Dinner was served after we took off and headed out of the marina. It was a delicious meal of southern cooking with rich (yet not heavy) and at the same time delicate flavors. The cornbread had a hint of coconut. The chicken, not fried but marinated in limes. A large platter of tender pulled pork and probably THE best macaroni and cheese I've ever eaten.
It was a " please take your shoes off" boat...
Not the boat we were on but a beautiful and very large cat moored right next to us.
Shilshole Marina from our boat while still enjoying drinks.
The marina has its own sea creature.
The quintessential sunset photo from the water, a little fuzzy and underexposed.
It was a wonderful, much needed evening... and a very kind and generous gesture on the part of our host.
Sunday, September 14, 2008
Yeah...there were a few days of silence.
I've been feeling so lost with the painting. I'm still working still life, painting the same metal pitcher. Over and over. Keeping it simple. There are currently 3 small paintings and one large. By yesterday, I just broke down in the studio and sobbed. My heart hurts too much to paint. Or more accurately, to know how to paint.
I've been grieving for a year now. But it was muddy. In the last 3 weeks, it's transformed into a clean grief. Pure. And with that, I finally know down deep that I'll get through it. Now that it's clear, it will pass. Not sure when...not sure how but it will happen. Thing is, the present is challenging. Even the act of putting brush to canvas hurts. Each mark carries pain.
Although I carry the grief in my daily life, distractions are more readily available. It is in the studio where the grief is stripped bare. In a large room of white walls and big windows, smelling of oils and medium, I can't hide from myself.

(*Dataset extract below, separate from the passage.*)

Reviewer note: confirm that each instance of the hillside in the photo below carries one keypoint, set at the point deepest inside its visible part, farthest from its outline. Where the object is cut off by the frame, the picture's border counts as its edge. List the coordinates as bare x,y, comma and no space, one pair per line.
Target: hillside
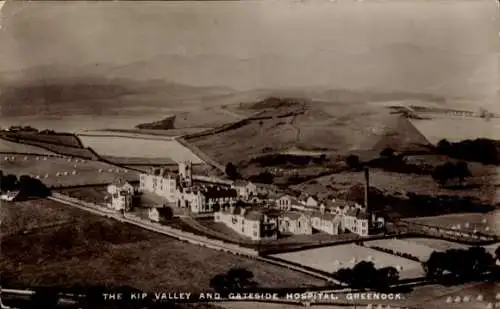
279,125
95,95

Over the summer, after the Rose series, I was at a loss, thrown in a state of no longer trusting myself. Of course, it made sense that my painting would suffer. In the last month, my inner strength has been increasing. I've seen how my intuition has been right on...and so can trust myself. In that, I expected my painting to return. But this new level of grief has shown me a different view. One in which there are no bad guys and yet instead we are all wounded souls. It sees tragic experiences and in that, great melancholy.
I am screaming inside.
I love and it hurts.
In the meantime, I have to figure out how to paint.
The art is a mess.
Wednesday, September 10, 2008
Tuesday, September 09, 2008
It seems my head is still in the water. I saw this at the busstop this afternoon.
I've made it down to the studio every day since Sunday even though I haven't always felt like it. Today I bumped into the curator of the 30 paintings in 30 days challenge. So it's official. October is crazy painting month.
I'm still working on the first still life and began a second one today. The colors are more muted. It's interesting. While painting today I was thinking about color, how much softer it is right now, and wondered if it's because I'm slowly regaining my creative spark. I am very curious to see how these paintings evolve.